Gathering information is something we do all the time. Two of the best ways are to copy information directly from official documents, or have people write it down for you. When I am collecting data, I try and get their state issued driver license from the person I am talking to, even if it is not a traffic offense. I then copy down all the information I can get off the license. Even the driver license number can be important if you need to find the person again, people with similar names may be difficult to sort out.

If the person has no documents on them, I have them write down their information for me. Giving false information to a peace officer is a crime in California. If I have a document in the suspects own handwriting that says they have given me a false name and date of birth, that's pretty good evidence of that crime. Sometimes I actually give them a Field Interview Card and have them fill it out. This way they will spell the names correctly it eliminates any misunderstandings. Later I will transfer the information to a fresh card in my handwriting and add the police information.

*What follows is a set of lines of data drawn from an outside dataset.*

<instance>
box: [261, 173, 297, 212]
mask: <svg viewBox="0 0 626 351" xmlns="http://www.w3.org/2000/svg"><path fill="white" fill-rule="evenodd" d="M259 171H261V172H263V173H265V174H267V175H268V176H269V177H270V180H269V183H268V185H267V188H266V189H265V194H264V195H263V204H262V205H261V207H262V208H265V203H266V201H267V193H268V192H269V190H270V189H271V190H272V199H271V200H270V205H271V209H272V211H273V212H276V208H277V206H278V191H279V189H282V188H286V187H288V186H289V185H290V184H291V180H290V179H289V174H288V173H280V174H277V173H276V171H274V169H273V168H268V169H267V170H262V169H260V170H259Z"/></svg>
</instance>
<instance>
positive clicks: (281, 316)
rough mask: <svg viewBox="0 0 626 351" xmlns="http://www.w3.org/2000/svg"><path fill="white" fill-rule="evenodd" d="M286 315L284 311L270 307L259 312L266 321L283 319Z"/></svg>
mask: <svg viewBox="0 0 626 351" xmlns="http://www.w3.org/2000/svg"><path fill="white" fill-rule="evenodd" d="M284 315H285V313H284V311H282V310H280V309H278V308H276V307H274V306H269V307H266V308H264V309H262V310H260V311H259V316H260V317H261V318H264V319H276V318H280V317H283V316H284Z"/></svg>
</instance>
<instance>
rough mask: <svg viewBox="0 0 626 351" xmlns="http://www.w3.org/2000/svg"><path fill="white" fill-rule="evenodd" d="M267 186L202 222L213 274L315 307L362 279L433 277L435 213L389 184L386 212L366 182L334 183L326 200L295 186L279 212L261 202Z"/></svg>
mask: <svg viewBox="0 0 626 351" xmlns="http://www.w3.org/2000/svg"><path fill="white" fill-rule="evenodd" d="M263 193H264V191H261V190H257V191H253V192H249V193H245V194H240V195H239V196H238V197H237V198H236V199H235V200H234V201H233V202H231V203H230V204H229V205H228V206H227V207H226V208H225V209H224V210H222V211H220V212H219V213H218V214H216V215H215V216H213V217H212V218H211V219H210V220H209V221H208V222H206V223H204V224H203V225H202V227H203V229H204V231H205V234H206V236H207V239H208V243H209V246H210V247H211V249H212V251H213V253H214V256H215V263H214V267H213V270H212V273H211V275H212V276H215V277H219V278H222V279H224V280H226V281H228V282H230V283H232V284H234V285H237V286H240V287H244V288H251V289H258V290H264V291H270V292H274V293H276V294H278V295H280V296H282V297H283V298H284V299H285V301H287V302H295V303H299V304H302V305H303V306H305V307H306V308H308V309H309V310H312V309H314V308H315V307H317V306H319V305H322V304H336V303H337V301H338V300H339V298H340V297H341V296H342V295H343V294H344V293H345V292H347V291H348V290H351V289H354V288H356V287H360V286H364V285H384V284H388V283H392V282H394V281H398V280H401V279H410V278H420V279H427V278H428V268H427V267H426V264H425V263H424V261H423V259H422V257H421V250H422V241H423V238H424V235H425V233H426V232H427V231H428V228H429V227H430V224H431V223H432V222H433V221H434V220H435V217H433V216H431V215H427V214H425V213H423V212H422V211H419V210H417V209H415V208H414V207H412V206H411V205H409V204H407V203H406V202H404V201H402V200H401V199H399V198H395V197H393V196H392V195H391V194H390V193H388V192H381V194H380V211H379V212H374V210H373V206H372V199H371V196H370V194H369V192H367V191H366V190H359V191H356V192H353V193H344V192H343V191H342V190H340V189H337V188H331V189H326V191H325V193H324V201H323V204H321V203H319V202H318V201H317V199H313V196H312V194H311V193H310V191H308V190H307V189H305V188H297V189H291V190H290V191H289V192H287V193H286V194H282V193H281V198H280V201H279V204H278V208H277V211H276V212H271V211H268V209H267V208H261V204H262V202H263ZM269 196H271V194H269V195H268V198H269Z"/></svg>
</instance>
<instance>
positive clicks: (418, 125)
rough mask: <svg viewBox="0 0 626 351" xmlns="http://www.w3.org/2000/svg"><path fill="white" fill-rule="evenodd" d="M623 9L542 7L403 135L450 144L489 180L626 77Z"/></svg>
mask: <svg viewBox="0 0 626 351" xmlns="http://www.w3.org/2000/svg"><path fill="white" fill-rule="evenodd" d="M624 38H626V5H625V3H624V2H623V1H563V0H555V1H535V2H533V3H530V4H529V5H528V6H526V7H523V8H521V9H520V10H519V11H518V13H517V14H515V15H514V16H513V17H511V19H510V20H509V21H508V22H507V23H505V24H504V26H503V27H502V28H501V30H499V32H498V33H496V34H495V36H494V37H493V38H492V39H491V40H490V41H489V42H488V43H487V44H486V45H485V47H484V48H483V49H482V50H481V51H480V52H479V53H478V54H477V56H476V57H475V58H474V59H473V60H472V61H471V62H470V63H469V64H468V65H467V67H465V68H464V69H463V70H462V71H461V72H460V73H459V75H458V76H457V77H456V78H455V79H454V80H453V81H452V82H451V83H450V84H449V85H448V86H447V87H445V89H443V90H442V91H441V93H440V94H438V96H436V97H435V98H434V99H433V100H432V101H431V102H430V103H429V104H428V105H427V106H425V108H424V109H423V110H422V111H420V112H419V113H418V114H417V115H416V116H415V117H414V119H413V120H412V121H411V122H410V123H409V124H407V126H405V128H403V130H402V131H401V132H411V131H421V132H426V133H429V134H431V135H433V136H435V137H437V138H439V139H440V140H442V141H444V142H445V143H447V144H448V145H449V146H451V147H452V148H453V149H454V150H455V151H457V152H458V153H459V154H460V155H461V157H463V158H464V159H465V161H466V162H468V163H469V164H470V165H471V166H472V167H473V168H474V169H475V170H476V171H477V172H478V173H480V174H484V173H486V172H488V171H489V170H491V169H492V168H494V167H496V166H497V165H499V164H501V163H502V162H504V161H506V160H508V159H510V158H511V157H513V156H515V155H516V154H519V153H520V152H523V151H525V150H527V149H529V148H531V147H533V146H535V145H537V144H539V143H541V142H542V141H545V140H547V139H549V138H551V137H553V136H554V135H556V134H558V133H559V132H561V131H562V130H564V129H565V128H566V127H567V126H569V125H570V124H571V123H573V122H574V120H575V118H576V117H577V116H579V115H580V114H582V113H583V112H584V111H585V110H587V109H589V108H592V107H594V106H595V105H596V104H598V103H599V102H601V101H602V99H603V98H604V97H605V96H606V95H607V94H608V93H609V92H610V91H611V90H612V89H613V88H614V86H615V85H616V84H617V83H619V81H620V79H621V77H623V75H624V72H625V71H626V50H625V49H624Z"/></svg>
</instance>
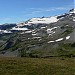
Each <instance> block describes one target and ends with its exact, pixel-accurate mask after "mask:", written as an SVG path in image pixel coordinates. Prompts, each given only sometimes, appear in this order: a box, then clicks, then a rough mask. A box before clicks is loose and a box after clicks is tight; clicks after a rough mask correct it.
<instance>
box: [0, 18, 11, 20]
mask: <svg viewBox="0 0 75 75" xmlns="http://www.w3.org/2000/svg"><path fill="white" fill-rule="evenodd" d="M0 20H11V18H0Z"/></svg>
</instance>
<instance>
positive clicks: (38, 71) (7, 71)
mask: <svg viewBox="0 0 75 75" xmlns="http://www.w3.org/2000/svg"><path fill="white" fill-rule="evenodd" d="M0 75H75V58H49V59H44V58H0Z"/></svg>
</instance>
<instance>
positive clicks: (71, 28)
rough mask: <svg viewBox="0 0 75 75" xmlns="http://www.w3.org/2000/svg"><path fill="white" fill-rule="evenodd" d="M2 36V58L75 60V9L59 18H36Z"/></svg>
mask: <svg viewBox="0 0 75 75" xmlns="http://www.w3.org/2000/svg"><path fill="white" fill-rule="evenodd" d="M4 31H8V32H7V33H5V32H4ZM9 32H11V33H9ZM0 33H1V37H0V41H1V43H0V56H4V57H35V58H38V57H41V58H43V57H44V58H46V57H62V56H64V57H75V9H71V10H70V11H69V12H68V13H65V14H63V15H59V16H55V17H47V18H45V17H42V18H32V19H30V20H28V21H26V22H23V23H19V24H16V26H13V27H12V28H9V29H4V30H3V33H2V30H1V31H0Z"/></svg>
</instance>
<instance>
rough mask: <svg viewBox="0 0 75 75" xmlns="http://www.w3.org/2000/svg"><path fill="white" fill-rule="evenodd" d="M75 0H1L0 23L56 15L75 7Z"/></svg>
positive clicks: (65, 11) (12, 21) (0, 5)
mask: <svg viewBox="0 0 75 75" xmlns="http://www.w3.org/2000/svg"><path fill="white" fill-rule="evenodd" d="M74 1H75V0H0V24H4V23H18V22H22V21H26V20H28V19H31V18H33V17H42V16H44V17H49V16H56V15H60V14H63V13H66V12H68V11H69V10H70V9H72V8H74Z"/></svg>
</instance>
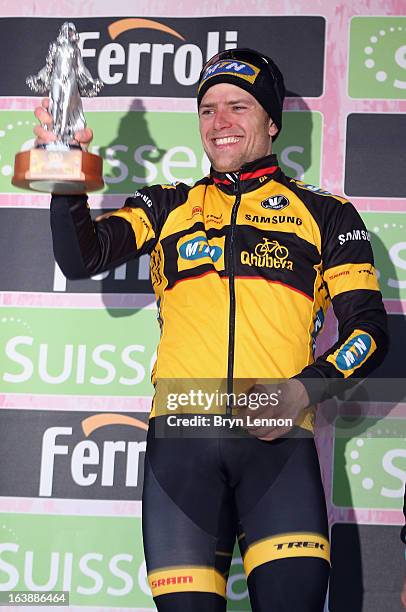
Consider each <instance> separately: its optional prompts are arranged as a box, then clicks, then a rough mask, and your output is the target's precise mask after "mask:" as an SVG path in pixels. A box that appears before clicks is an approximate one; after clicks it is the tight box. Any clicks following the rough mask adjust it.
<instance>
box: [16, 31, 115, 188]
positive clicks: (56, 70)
mask: <svg viewBox="0 0 406 612" xmlns="http://www.w3.org/2000/svg"><path fill="white" fill-rule="evenodd" d="M78 41H79V34H78V33H77V31H76V27H75V25H74V24H73V23H72V22H69V21H66V22H65V23H64V24H63V25H62V27H61V29H60V30H59V34H58V38H57V39H56V41H54V42H52V43H51V44H50V45H49V50H48V55H47V58H46V63H45V66H44V67H43V68H42V69H41V70H40V71H39V72H38V74H36V75H30V76H29V77H27V80H26V83H27V85H28V86H29V87H30V89H31V90H32V91H34V92H35V93H37V94H42V95H43V94H48V95H49V108H48V110H49V113H50V115H51V116H52V131H53V132H54V134H55V135H56V141H55V142H52V143H49V144H47V145H44V146H40V147H36V148H35V149H32V150H31V151H26V152H23V153H18V154H17V155H16V160H15V166H14V168H15V172H14V177H13V180H12V182H13V184H14V185H17V186H19V187H23V188H29V189H34V190H35V191H46V192H52V193H78V192H81V191H93V190H95V189H100V188H101V187H103V178H102V159H101V157H99V156H98V155H93V154H91V153H88V152H87V151H82V150H81V149H80V146H79V145H78V143H77V142H76V141H75V132H77V131H78V130H82V129H84V128H85V127H86V121H85V117H84V114H83V107H82V100H81V96H83V97H87V98H90V97H93V96H96V95H97V94H98V93H99V91H100V90H101V88H102V87H103V82H102V81H101V80H100V79H93V77H92V75H91V74H90V72H89V70H88V69H87V68H86V66H85V65H84V63H83V59H82V56H81V54H80V49H79V46H78Z"/></svg>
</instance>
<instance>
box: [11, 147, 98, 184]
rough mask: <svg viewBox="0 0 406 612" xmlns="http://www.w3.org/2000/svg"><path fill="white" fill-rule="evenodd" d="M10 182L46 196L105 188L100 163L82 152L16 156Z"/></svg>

Once I collect the information that I need, I then go over it a second time with the person there, so that I can make sure it is correct. Misunderstandings do happen and even those who want you to have the correct information will sometimes misunderstand questions or I may hear their response improperly. Gathering accurate information is basic police work; that's what the SGT Says.

8 comments:

Texas Ghostrider said...

You are right on the mark. Having them write down their info is really good in a false name charge.

Protect_and_Serve said...

Here in Alabama, giving a false name (sayiing it)is a Misd but providing a false ID (showing it)is a Felony.

*Goddess* said...

I have a traffic question that my gf and I argue about all the time.

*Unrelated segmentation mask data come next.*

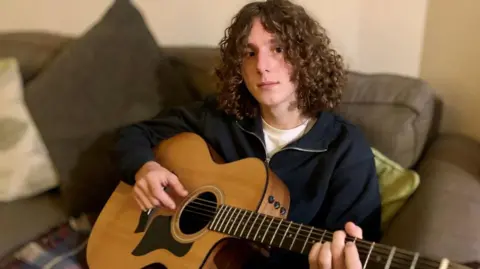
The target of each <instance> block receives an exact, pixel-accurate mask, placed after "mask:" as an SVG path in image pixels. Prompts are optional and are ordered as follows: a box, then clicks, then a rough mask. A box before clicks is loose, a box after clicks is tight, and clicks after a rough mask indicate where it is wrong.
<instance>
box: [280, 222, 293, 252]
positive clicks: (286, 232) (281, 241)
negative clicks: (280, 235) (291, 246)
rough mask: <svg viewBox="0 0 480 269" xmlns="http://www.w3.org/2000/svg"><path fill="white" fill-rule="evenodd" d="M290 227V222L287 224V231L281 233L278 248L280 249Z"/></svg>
mask: <svg viewBox="0 0 480 269" xmlns="http://www.w3.org/2000/svg"><path fill="white" fill-rule="evenodd" d="M290 225H292V222H290V223H288V227H287V230H286V231H285V232H284V233H283V237H282V241H280V244H279V245H278V246H279V247H282V244H283V240H285V236H286V235H287V234H288V230H289V229H290Z"/></svg>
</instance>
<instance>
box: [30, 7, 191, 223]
mask: <svg viewBox="0 0 480 269" xmlns="http://www.w3.org/2000/svg"><path fill="white" fill-rule="evenodd" d="M26 100H27V102H28V106H29V108H30V110H31V111H32V116H33V118H34V119H35V121H36V122H37V125H38V127H39V130H40V132H41V134H42V136H43V137H44V140H45V144H46V145H47V148H48V150H49V151H50V153H51V155H52V159H53V161H54V163H55V165H56V167H57V169H58V171H59V173H60V176H61V178H60V179H61V190H62V196H63V197H64V199H65V205H66V206H67V210H68V212H69V213H70V214H71V215H75V216H77V215H78V214H80V213H82V212H92V211H98V210H100V209H101V207H102V206H103V205H104V203H105V202H106V200H107V199H108V197H109V195H110V194H111V192H112V191H113V189H114V188H115V186H116V183H117V182H118V180H119V177H118V175H117V173H116V171H117V170H116V168H115V166H114V164H113V163H112V162H111V159H110V154H109V153H110V150H111V149H112V148H113V143H114V134H115V132H116V130H117V128H119V127H122V126H124V125H127V124H130V123H133V122H137V121H141V120H145V119H148V118H150V117H153V116H154V115H155V114H157V113H158V112H159V110H160V109H161V108H162V107H165V106H170V105H174V104H179V103H184V102H188V101H191V95H190V92H189V89H188V86H187V85H186V84H185V83H184V82H183V81H182V80H181V77H180V76H179V75H178V74H177V72H175V70H174V69H173V68H172V66H171V65H170V62H169V60H168V58H167V57H165V56H164V54H163V53H162V51H161V50H159V47H158V45H157V44H156V42H155V40H154V38H153V36H152V35H151V33H150V32H149V30H148V28H147V26H146V25H145V23H144V20H143V17H142V15H141V14H140V12H139V11H138V10H137V9H136V8H135V7H134V6H133V4H132V3H130V1H128V0H118V1H115V2H114V3H113V5H112V6H111V7H110V8H109V10H108V11H107V12H106V13H105V15H104V16H103V17H102V18H101V19H100V20H99V21H98V22H97V23H96V24H95V25H93V26H92V28H91V29H89V30H88V31H87V32H86V33H85V34H84V35H83V36H81V37H79V38H78V39H76V40H75V41H73V42H71V43H70V44H69V45H68V46H67V47H66V48H64V49H63V50H62V52H61V53H60V54H59V55H58V56H57V57H56V58H55V59H54V60H53V61H52V63H51V64H50V65H49V67H48V68H47V69H45V71H44V72H42V73H41V74H39V76H38V77H37V79H35V80H34V81H32V83H31V84H30V85H28V88H27V95H26Z"/></svg>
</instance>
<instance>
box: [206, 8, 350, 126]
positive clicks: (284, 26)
mask: <svg viewBox="0 0 480 269" xmlns="http://www.w3.org/2000/svg"><path fill="white" fill-rule="evenodd" d="M254 18H259V19H260V21H261V23H262V25H263V27H264V28H265V29H266V30H267V31H268V32H270V33H273V34H275V35H276V37H277V38H278V39H279V41H280V42H281V44H282V46H283V47H284V53H285V55H284V57H285V59H286V61H287V62H289V63H290V64H291V65H292V66H293V72H292V75H291V80H292V81H294V82H296V85H297V90H296V95H297V106H298V108H299V109H300V111H302V112H303V114H304V115H307V116H316V115H317V113H319V112H320V111H322V110H328V109H333V108H334V107H335V106H336V105H337V104H338V103H339V102H340V98H341V95H342V91H343V87H344V85H345V83H346V75H345V70H344V65H343V59H342V57H341V56H340V55H338V53H337V52H336V51H335V50H333V49H332V48H330V43H331V41H330V38H329V37H328V36H327V34H326V30H325V29H324V28H323V27H322V26H321V25H320V24H319V23H318V22H317V21H316V20H314V19H313V18H311V17H310V16H309V15H308V14H307V12H306V11H305V9H304V8H303V7H301V6H299V5H296V4H294V3H292V2H290V1H287V0H267V1H265V2H252V3H249V4H247V5H245V6H244V7H243V8H242V9H241V10H240V11H239V12H238V13H237V14H236V15H235V16H234V17H233V19H232V23H231V25H230V26H229V27H228V28H227V29H225V36H224V37H223V38H222V39H221V41H220V43H219V47H220V56H221V62H220V65H219V66H218V67H217V68H216V69H215V74H216V75H217V77H218V79H219V91H220V92H219V95H218V101H219V108H220V109H222V110H223V111H225V112H226V113H227V114H231V115H234V116H235V117H236V118H238V119H242V118H243V117H253V116H255V115H256V114H257V113H258V111H259V106H258V102H257V101H256V100H255V99H254V97H253V96H252V95H251V94H250V93H249V91H248V89H247V88H246V85H245V84H244V82H243V78H242V74H241V65H242V60H243V56H244V52H245V47H246V42H247V39H248V35H249V33H250V29H251V27H252V22H253V19H254Z"/></svg>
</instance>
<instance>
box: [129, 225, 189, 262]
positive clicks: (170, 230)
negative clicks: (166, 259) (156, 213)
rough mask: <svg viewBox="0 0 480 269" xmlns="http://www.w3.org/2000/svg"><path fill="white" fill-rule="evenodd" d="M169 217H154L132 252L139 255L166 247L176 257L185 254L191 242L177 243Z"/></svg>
mask: <svg viewBox="0 0 480 269" xmlns="http://www.w3.org/2000/svg"><path fill="white" fill-rule="evenodd" d="M170 219H171V217H170V216H157V217H155V218H154V219H153V221H152V224H151V225H150V226H149V227H148V230H147V231H146V232H145V235H144V236H143V237H142V240H141V241H140V243H139V244H138V245H137V247H136V248H135V249H134V250H133V251H132V254H133V255H135V256H141V255H145V254H147V253H150V252H152V251H154V250H157V249H166V250H168V251H170V252H171V253H172V254H174V255H175V256H177V257H180V256H184V255H185V254H187V253H188V251H189V250H190V248H191V247H192V243H188V244H183V243H179V242H177V241H176V240H175V239H174V238H173V237H172V233H171V230H170Z"/></svg>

If you have an arrow for a right turn, can you still make a right turn on red?

I thought as long as there's no sign prohibiting right turn, you can make the turn and she says you have to wait for a green arrow. I got behind a line of folks that waited tonight, so I'm wondering now if she's right.

Bunkermeister said...

In California a green arrow is like a green light. So if you have a red light to go straight and a green arrow to turn right, then you may legally turn right in the right lane. In fact, if you are in the right lane, you must turn right on the green arrow. Otherwise you are blocking traffic, just like somone sitting through a regular green light.

Your state laws may vary.

*Goddess* said...

I was questioning whether or not you can turn right on a RED arrow. Or do I have to wait for the green arrow? I thought a right turn on red was acceptable anywhere unless otherwise stated.

Bunkermeister said...

A red arrow is like a red light. After coming to a full and complete stop you may proceed to turn right if it is safe to do so.

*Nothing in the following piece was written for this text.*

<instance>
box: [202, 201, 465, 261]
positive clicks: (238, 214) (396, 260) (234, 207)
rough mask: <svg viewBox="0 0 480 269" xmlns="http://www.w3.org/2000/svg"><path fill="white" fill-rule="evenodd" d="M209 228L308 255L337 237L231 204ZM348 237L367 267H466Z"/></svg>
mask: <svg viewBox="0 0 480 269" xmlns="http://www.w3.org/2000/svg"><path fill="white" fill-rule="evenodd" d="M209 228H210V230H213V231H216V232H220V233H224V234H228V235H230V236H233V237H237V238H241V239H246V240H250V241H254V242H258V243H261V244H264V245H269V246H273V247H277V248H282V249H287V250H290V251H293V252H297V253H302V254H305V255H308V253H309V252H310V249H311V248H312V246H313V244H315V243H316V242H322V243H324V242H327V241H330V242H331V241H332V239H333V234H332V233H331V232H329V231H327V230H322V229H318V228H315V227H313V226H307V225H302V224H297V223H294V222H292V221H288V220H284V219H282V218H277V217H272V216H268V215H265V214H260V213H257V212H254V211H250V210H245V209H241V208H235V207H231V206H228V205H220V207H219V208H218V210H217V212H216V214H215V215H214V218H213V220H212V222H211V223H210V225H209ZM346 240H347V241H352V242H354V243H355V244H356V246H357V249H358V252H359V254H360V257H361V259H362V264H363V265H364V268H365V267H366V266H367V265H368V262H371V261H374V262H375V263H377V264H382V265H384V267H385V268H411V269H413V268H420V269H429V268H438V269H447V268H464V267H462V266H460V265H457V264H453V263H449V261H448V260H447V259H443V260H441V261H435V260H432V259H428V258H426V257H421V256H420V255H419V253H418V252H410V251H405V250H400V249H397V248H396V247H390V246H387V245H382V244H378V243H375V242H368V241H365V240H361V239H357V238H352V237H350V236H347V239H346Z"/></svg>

Again, different states may be different.

Messy Girl said...

Last night there was a wreck right outside my house. I went out to see and the police officers told me to go home. I told them I lived on the property, and they asked to see my ID. But since I'm a college student and I move every few months, my ID has an old address. I just moved into this house two weeks ago, and have not updated my license yet. Even though I clearly had the keys to all the gates in the house, they told me they'd give me a ticket just for looking out at the accident from inside my gated yard. I understand they might have been annoyed that I was looking on, but they can't legally do that, can they?

Bunkermeister said...

Not in California, but your local laws may vary. Interference with an officer in the performance of his duties is a crime, but usually it has to do with more active participation than just watching.